EFIR gained 83.3% back and closed at $0.0022 on nearly 93 million share volume. Over 20% of that volume was made up of short sales, though considering the fact that the stock has not been promoted recently, the improvement should be pointed out. Founded in 1995 and previously engaged in the oil and gas business without any notable success, EGPI is currently running a new and still not clearly defined line of business, created trough a number of acquisition over the past years.
The reviving press release from yesterday concerned one of the newly acquired subsidiaries, M3 Lighting, Inc. The press release announced that the subsidiary has received a $10 million general purchase order, whereby the announcement sounded more like advertising the new partner of M3 Lighting.
EGPI acquired M3 Lightning in May last year in exchange for 14.3 million shares of common stock. At that time, M3 was a development stage company with no operations. According to EGPI’s latest 10-Q, “M3 specializes in the areas of lighting industry sales, design, product development, and sourcing, contracting and capital markets”, but as it seems no results from operation can be reported yet. For the first half of this year, the company had $916,298 in revenues, generated from undefined “sales activities”, as compared to no revenues in same period of 2009.
The promotions for EFIR this year have been, however, clearly defined. The stock was promoted three times, once per month since June. The latest promotion is from the beginning of this month and the $45,000 cash compensation has been paid by a third party. For one of the previous promotions the promoters disclosed to be holding 5 million shares of EFIR.

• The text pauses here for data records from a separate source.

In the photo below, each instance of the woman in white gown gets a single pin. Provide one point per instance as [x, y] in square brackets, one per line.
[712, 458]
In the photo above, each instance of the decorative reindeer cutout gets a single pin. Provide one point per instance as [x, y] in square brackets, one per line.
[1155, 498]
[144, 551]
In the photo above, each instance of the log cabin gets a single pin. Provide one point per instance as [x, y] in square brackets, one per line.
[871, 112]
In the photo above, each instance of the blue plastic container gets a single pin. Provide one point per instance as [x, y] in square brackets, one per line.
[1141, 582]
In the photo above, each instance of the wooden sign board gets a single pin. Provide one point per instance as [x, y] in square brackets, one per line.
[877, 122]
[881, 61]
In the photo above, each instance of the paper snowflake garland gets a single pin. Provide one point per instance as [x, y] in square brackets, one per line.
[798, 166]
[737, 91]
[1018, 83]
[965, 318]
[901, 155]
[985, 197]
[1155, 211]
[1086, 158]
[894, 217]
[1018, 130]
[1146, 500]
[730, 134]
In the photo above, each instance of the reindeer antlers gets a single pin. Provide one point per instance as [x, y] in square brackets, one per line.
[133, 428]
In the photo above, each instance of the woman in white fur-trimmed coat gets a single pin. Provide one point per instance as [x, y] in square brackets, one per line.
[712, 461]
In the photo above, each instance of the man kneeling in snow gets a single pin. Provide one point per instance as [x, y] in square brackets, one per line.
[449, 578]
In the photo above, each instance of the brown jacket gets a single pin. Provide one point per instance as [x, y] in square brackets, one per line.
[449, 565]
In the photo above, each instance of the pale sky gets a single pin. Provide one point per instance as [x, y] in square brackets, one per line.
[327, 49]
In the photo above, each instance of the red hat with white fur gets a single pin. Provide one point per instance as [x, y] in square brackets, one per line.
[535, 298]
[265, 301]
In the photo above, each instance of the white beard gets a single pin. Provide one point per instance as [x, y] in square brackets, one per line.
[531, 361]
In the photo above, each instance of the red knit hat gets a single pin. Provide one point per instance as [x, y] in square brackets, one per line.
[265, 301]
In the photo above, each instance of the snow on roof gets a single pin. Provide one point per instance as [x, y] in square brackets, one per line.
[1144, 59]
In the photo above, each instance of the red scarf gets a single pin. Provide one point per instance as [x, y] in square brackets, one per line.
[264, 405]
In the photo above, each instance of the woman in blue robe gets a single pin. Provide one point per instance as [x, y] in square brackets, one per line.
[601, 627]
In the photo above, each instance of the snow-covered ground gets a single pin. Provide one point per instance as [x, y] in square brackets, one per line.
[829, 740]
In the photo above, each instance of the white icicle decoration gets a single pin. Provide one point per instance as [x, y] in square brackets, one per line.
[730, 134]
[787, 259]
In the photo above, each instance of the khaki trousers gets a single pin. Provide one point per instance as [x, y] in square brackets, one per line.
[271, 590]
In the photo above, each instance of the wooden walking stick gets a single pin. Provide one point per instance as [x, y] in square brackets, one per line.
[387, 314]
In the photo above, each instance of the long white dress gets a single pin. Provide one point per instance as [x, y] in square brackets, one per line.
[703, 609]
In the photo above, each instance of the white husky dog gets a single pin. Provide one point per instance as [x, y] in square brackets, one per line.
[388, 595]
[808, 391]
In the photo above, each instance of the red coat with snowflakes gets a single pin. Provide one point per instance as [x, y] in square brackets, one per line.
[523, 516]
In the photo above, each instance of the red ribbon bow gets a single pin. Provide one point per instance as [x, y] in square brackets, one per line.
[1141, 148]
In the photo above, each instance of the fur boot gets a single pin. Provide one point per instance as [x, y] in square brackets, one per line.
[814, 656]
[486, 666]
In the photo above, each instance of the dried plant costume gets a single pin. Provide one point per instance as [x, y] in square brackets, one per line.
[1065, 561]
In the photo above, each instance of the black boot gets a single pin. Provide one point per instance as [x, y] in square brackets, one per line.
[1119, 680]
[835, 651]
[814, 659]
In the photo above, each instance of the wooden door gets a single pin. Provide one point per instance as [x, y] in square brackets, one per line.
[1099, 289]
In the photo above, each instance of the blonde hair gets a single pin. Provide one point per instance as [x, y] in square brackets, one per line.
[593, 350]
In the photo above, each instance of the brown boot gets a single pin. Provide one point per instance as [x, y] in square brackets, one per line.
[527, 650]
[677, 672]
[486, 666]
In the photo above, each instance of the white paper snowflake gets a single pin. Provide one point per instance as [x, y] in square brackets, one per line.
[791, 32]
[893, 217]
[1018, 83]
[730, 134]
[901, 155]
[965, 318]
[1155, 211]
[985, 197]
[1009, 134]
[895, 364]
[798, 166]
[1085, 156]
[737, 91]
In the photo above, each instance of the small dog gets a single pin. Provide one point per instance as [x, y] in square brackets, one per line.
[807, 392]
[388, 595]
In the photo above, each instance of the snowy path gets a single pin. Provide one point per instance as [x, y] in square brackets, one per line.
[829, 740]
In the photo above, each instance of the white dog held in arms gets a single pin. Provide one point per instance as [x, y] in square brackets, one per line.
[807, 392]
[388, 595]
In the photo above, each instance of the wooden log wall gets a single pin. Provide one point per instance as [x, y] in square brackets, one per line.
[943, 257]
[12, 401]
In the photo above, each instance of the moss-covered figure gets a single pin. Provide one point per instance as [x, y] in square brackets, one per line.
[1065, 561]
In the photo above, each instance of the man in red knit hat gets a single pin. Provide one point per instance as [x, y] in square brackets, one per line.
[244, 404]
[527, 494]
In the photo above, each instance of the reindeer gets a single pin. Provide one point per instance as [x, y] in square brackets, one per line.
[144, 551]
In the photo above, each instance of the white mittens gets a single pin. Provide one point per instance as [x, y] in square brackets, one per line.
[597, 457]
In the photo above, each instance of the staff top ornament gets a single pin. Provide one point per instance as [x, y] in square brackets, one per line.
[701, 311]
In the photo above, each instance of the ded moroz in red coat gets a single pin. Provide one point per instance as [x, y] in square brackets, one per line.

It seems that EGPI has always been heavily indebted and has paid out its debts through the issuance of common stock, which resulted in currently 246 million outstanding shares. At the end of June, the company had $3.9 million in assets and $7.4 million in liabilities, all of which due in short and $4 million of which in the form of notes payable and convertible notes. This year, all of the cash came also from borrowings and the working capital deficit is so far $6.8 million.